Indiana Jones venuti dal Canavese, proprio come Diego Baratono, 47 anni da Agliè, studioso egittologo che oggi è pronto all'avventura della vita: arrivare fino alla piana di Giza per dimostrare che laggiù, sotto venti metri di sabbia, esiste addirittura una seconda sfinge. Un sogno incredibile, che accarezza dalla fine degli anni Novanta, quando sfogliando le carte come un certosino esclama il classico «Eureka!» Trovata, la teoria:non avrebbe senso quel micione di pietra senza il suo gemello, «è scritto nelle stelle, non ci ha mai pensato nessuno ma è proprio così».

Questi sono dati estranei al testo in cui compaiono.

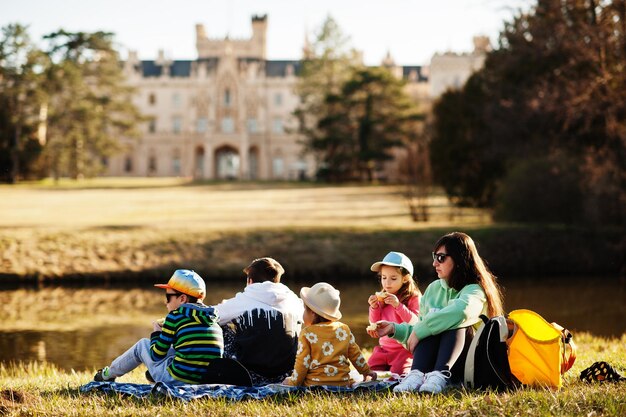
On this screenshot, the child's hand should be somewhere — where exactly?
[367,294,378,308]
[367,320,395,337]
[363,371,377,381]
[385,293,400,308]
[365,323,378,338]
[406,332,419,353]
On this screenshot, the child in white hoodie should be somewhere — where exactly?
[215,258,304,385]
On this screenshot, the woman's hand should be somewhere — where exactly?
[406,332,419,353]
[367,294,378,308]
[384,293,400,308]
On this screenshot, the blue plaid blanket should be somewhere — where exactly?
[79,381,397,401]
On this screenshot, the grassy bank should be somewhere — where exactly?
[0,334,626,417]
[0,179,626,282]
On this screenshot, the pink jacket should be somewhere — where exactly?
[369,296,420,349]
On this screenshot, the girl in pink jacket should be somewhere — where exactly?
[367,252,422,375]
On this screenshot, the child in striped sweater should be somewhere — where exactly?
[94,269,224,384]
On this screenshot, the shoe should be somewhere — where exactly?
[393,369,424,392]
[93,366,115,382]
[420,371,451,394]
[146,371,156,384]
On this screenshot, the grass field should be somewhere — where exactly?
[0,179,626,417]
[0,179,489,278]
[0,334,626,417]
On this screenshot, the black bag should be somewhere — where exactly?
[464,315,520,391]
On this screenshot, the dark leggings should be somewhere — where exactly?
[411,327,474,381]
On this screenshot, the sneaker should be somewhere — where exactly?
[146,371,156,384]
[93,366,115,382]
[420,371,450,394]
[393,369,424,392]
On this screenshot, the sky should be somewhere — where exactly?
[0,0,531,65]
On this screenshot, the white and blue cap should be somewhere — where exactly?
[370,252,413,276]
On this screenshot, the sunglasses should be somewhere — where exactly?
[432,252,450,264]
[165,292,183,303]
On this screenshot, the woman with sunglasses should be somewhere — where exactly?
[376,232,503,394]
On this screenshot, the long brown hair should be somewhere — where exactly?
[377,266,422,305]
[433,232,504,317]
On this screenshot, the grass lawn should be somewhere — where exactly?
[0,334,626,417]
[0,178,489,278]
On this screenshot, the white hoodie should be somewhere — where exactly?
[215,281,304,334]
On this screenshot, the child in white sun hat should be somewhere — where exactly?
[283,282,376,386]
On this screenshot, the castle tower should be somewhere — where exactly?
[252,14,267,59]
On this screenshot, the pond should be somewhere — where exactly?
[0,277,626,371]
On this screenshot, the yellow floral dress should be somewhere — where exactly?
[286,321,370,386]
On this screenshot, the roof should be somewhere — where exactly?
[134,58,428,82]
[402,65,428,82]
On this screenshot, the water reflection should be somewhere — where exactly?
[0,279,626,370]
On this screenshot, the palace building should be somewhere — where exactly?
[106,16,482,180]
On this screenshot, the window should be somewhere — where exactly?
[172,93,182,109]
[196,117,209,133]
[224,88,231,107]
[247,117,259,133]
[272,117,283,133]
[172,116,183,133]
[148,155,156,174]
[222,117,235,133]
[124,156,133,173]
[172,149,180,175]
[272,156,285,178]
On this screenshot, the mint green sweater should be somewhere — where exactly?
[390,279,487,343]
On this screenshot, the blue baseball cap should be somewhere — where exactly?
[370,252,413,276]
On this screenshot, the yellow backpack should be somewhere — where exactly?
[507,310,576,388]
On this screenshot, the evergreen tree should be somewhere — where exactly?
[45,30,143,178]
[294,16,360,176]
[0,24,46,183]
[312,67,422,182]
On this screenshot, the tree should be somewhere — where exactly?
[45,30,143,178]
[312,67,423,182]
[0,24,45,183]
[431,0,626,224]
[294,16,360,176]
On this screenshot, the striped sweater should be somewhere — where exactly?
[150,303,224,384]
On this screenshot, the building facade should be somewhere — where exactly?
[106,16,480,180]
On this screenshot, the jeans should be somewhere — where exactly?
[109,338,183,384]
[411,327,474,381]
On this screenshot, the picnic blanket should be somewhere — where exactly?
[79,381,397,401]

Lui però non è un accademico, nella vita fa l'impiegato al tribunale, e la missione è tutta in salita: «Sapesse quanti ostacoli, ma io lo so, là sotto c'è qualcosa. E ci arriverò». Pubblica un libro, «Le abbazie e il segreto delle piramidi», che oggi è pure alla Princeton University, Usa, va in giro a tenere conferenze. Intanto aspetta il momento buono. Eccolo, finalmente. Armani Group, che da anni è impegnato a sostenere ricerche culturali, si offre come sponsor. La spesa, tutto sommato, è modesta: poche migliaia di euro, escludendo la strumentazione. La spedizione sarà supervisionata dalla congregazione Ssa (Servizi speciali archeologici). Baratono partirà a giugno con un geologo, un topografo, un'interprete egiziana. Per fare cosa, per scavare?

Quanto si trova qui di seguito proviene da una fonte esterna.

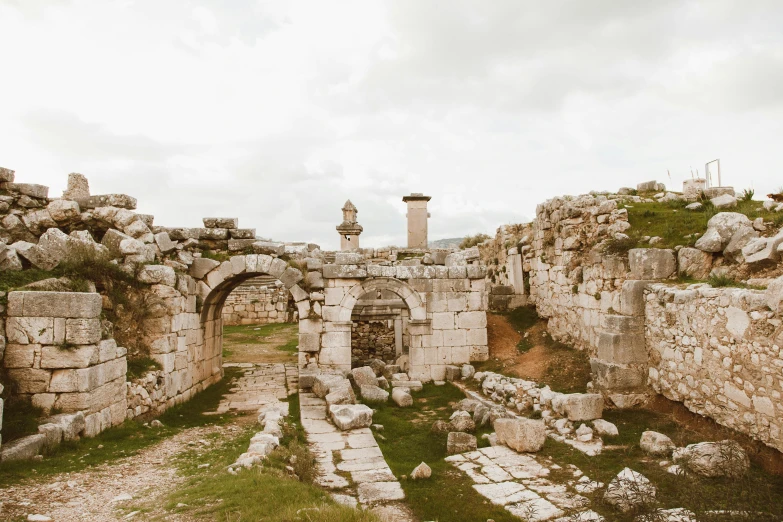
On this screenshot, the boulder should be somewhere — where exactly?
[677,247,712,279]
[673,440,750,478]
[446,431,478,455]
[449,411,476,432]
[723,225,759,263]
[492,419,546,451]
[628,248,677,280]
[639,431,675,457]
[563,393,604,421]
[392,388,413,408]
[446,364,462,382]
[710,194,737,208]
[593,419,620,437]
[329,404,372,431]
[696,212,753,252]
[410,462,432,480]
[351,366,378,386]
[604,468,657,513]
[313,373,350,399]
[359,384,389,402]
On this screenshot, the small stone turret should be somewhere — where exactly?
[337,199,364,250]
[402,192,432,248]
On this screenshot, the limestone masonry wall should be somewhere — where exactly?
[223,277,296,325]
[645,284,783,451]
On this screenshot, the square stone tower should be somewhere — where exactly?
[402,192,432,248]
[337,199,364,250]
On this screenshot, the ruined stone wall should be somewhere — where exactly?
[645,284,783,451]
[481,195,630,353]
[3,292,127,436]
[223,277,296,325]
[351,319,397,366]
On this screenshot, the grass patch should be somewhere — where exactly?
[620,199,781,248]
[166,395,378,522]
[539,410,783,522]
[373,383,519,522]
[0,396,44,444]
[0,368,239,487]
[127,357,161,379]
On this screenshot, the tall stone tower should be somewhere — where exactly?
[402,192,432,248]
[337,199,364,250]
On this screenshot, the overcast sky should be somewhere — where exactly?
[0,0,783,249]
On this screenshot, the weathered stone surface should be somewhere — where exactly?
[673,440,750,478]
[628,248,677,280]
[0,433,46,462]
[710,194,737,208]
[253,241,285,256]
[449,411,476,432]
[563,393,604,421]
[604,468,657,513]
[410,462,432,480]
[190,257,220,279]
[351,366,378,386]
[329,404,372,431]
[639,431,675,457]
[359,384,389,402]
[677,247,712,279]
[392,388,413,408]
[446,431,478,455]
[593,419,620,437]
[492,419,546,452]
[8,292,103,319]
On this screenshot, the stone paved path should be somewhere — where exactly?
[299,392,415,522]
[446,446,603,522]
[217,363,299,413]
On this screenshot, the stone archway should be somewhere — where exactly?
[319,277,430,370]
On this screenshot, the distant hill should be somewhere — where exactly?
[429,237,465,248]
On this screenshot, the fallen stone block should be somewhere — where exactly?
[329,404,373,431]
[392,388,413,408]
[359,384,389,402]
[0,433,46,462]
[639,431,675,457]
[604,468,657,513]
[446,431,478,455]
[492,419,546,452]
[673,440,750,478]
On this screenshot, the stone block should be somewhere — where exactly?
[65,314,102,344]
[446,431,478,455]
[0,433,46,462]
[202,218,239,229]
[41,344,100,369]
[8,292,103,319]
[563,393,604,421]
[492,419,546,452]
[329,404,373,431]
[598,331,647,364]
[628,248,677,279]
[190,257,220,279]
[323,264,367,279]
[253,241,285,256]
[620,280,651,316]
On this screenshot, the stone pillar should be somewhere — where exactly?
[337,199,364,250]
[402,192,432,248]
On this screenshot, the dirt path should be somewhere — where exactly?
[0,425,239,522]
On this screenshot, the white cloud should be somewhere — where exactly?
[0,0,783,248]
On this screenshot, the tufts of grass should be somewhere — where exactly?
[0,368,239,487]
[166,395,378,522]
[127,357,162,379]
[373,383,518,522]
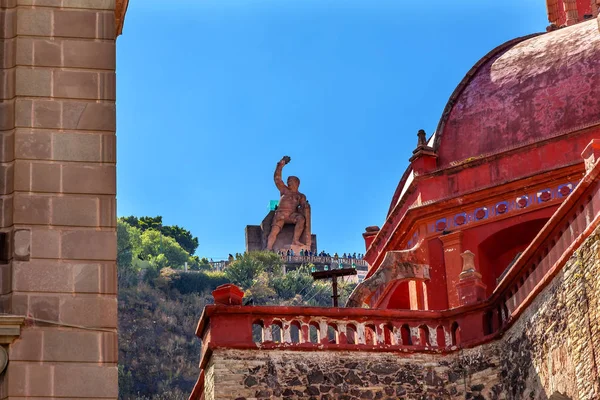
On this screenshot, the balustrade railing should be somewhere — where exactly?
[281,255,369,268]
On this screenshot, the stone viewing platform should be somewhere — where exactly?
[190,139,600,400]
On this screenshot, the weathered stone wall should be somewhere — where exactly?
[0,0,122,399]
[205,230,600,400]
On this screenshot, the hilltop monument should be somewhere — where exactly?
[246,156,316,254]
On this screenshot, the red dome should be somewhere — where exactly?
[434,20,600,168]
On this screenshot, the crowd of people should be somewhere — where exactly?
[277,249,364,260]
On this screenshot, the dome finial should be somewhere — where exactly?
[417,129,427,147]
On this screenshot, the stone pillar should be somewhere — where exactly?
[0,0,126,399]
[440,231,463,308]
[456,250,487,306]
[563,0,579,26]
[546,0,562,27]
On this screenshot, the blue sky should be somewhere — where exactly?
[117,0,547,260]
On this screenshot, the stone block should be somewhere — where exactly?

«No, è questo il fatto. Non toccheremo niente. Eseguiremo una specie di tac della superficie che abbiamo individuato sulle mappe, poi azioneremo dei rilevatori che si chiamano geofoni. Senza sollevare un granello di sabbia», racconta. Il bello è che sanno esattamente dove cercare. «È proprio in quel punto - e indica la cartina su Internet - Dovessimo davvero trovare qualcosa, allora passeremmo la palla al governo.

Dovranno essere loro ad occuparsi degli scavi». Sì, ma questa teoria?

Raccontata da lui fa rimanere a bocca aperta perché tutto quadra. È una specie di puzzle da ricostruire, con i due leoni che tra l'altro erano ben visibili pure nelle iscrizioni più antiche: «Quel popolo si limitava a osservare e riprodurre: le piramidi sono una specie di mappa del cielo.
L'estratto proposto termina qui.